You wouldn't say _россиянка_ here, but abroad and in this specific _didactic Russian _it would be more acceptable. After all, there is nothing wrong with this word: it was in use since at least the 18th century, and only went out of favor in the Soviet times following the disappearance of the country those _россияне_ inhabited. Yeltsin was trying to reintroduce _россиянин/россиянка_ in the 90's, without much success, yet I think it is inevitable that this word will become pretty standard some time in the future, especially with all the immigrational disaster we are experiencing now.

_Родом из_ is very good indeed, probably the best variant.


----------



## amazingenough

Словеса said:


> The point is, there is nothing but personal opinions for this question, so indeed you can't predict how someone else will react. So here, nobody was more right than the others.



здесь нет никаких персональных предпочтений. И все чрезвычайно просто. Человек либо русский по национальности, либо нет. Или полукровка. 

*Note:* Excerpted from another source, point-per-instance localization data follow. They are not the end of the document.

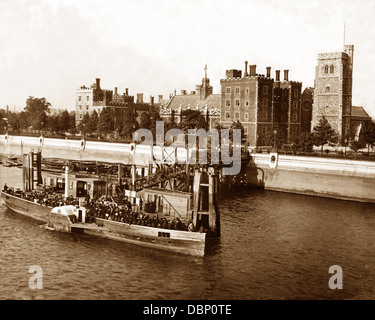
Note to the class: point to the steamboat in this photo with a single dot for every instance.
(171, 208)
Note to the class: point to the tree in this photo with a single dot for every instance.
(82, 126)
(92, 123)
(64, 119)
(145, 121)
(368, 134)
(36, 110)
(237, 125)
(323, 134)
(356, 145)
(304, 142)
(105, 124)
(192, 119)
(130, 124)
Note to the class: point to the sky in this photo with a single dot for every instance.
(48, 48)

Однако кем бы он ни был по нации, если у него паспорт РФ, то человек просто россиянин. Ты путаешь 2 разных концепции - с одной стороны гражданскую нацию (США, Бразилия или Израиль - любой, кто подписывается на ряд правил и проходит ряд процедур, может считать себя американцем, бразильцем или евреем) и с другой стороны этническую принадлежность, которую нельзя изменить. Т.е. нельзя быть "русским" евреем *(...).* Это не имеет смысла. Разве что-то может быть одновременно сладким и горьким? или круглым и квадратным? Нет.


----------



## Словеса

I was not speaking of ethnicities or nationalities. I was speaking of the language. In language, one word is used to mean a great number of things, one could not say the matter is "simple", if one is faithful. I would prefer to address each other with вы, please. I would also prefer to avoid referring to unidentified qualitative generalisations, that's not a nice way of talking and is not a way to resolve any issue or question. Also, notice that I did not suggest the locution "русский еврей" (or "русский удмурт", for that matter), you were the one who suggested it.


----------



## Angelo di fuoco

Угу... а в США уже давно считается политически некорректным говорить "негр" - вместо этого используется слово "афроамериканец" - по аналогии есть и "италоамериканцы", и много кто ещё. В чём здесь принципиальное отличие от якобы бессмысленного выражения "русский еврей"?


----------



## Maroseika

_*Moderatorial:*

Dear forerors,

Let me remind you the scope of the thread: it's not about afroamericans, Russian Jews or whatever else, it is *русский vs российский when applied to the persons. *And this question seems to have been exhaustively answered in the post # 2, to the greater satisfaction of the topicstarter.
So, if you wish to talk about a related subject that is different from the question  posed in the first post of the thread, open a new thread. 
_


----------



## service1077

This is correct.Russian means nationality, rossiiskaya mean belong to country


----------



## ahvalj

service1077 said:


> Russian means nationality


Ethnicity: English has reversed the original meanings of nationality and ethnicity. The Latin word _nātio_ (from _nātus_ "born") means "birth, origin, kin, tribe, ethnicity", i. e. relation by birth, whereas the Greek _ἔθνος_ (of unknown etymology) means "group, crowd, class, people", i. e. relation by aggregating.


----------